Depois, trocaram. A irmã, trabalhando na Polônia, sustentou o curso de Física de Maria na Sorbonne. Em Paris, vivia no limite da miséria. Passava a pão, manteiga e chá. Formou-se, em 1893, aos 26 anos, em primeiro lugar. Um ano depois formou-se também em Matemática, em segundo lugar na turma. Conheceu, então, Pierre Curie, um professor de 35 anos, de quem herdaria o nome. Casaram-se e foram trabalhar juntos no laboratório dele. A sorte lhe sorria.

Em 1896, pesquisando para o doutorado, interessou-se por um novo fenômeno, a emissão de raios pelos sais de urânio, descoberta naquele ano pelo físico Antoine Becquerel (1852-1908). Marie aprofundou as pesquisas e descobriu que a radiatividade, como ela mesma batizou, era uma propriedade dos átomos. Ou seja: compostos diferentes de urânio emitem a mesma quantidade de raios se tiverem a mesma quantidade do elemento radiativo. Sua maior descoberta veio em 1898, quando apresentou ao mundo dois novos elementos radiativos: o rádio e o polônio. Em 1903, tornou-se a primeira mulher na França a obter o título de doutor. No mesmo ano, ganhou o Prêmio Nobel de Física junto com o marido, Pierre, e Becquerel, pelos trabalhos sobre a radiatividade.

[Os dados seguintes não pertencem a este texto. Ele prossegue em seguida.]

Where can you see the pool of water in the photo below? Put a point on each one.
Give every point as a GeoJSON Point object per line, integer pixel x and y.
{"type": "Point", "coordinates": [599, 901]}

Em 1906, Pierre morreu tragicamente, atropelado por uma carruagem. Marie dedicou-se como nunca à ciência e às duas filhas – uma delas, Irène, ganharia o Nobel de Química em 1935. Em 1911, depois de se tornar a primeira mulher a lecionar na Sorbonne, Marie Curie ganhou o segundo Nobel, agora em Química, pela descoberta dos novos elementos. Tornou-se mundialmente famosa. "Ela foi a única pessoa a quem a glória não corrompeu", disse Einstein.

Na época em que Marie pesquisava, os efeitos cancerígenos da radiatividade eram desconhecidos. Ela manipulava, sem proteção, até 20 quilos de compostos radiativos. E dormia com sais de rádio ao lado da cama, para vê-los brilhar no escuro. Em 1934, com 67 anos, morreu de leucemia, causada provavelmente pela contaminação. Até hoje, seus diários de pesquisa não podem ser manipulados por causa do seu alto grau de radiatividade.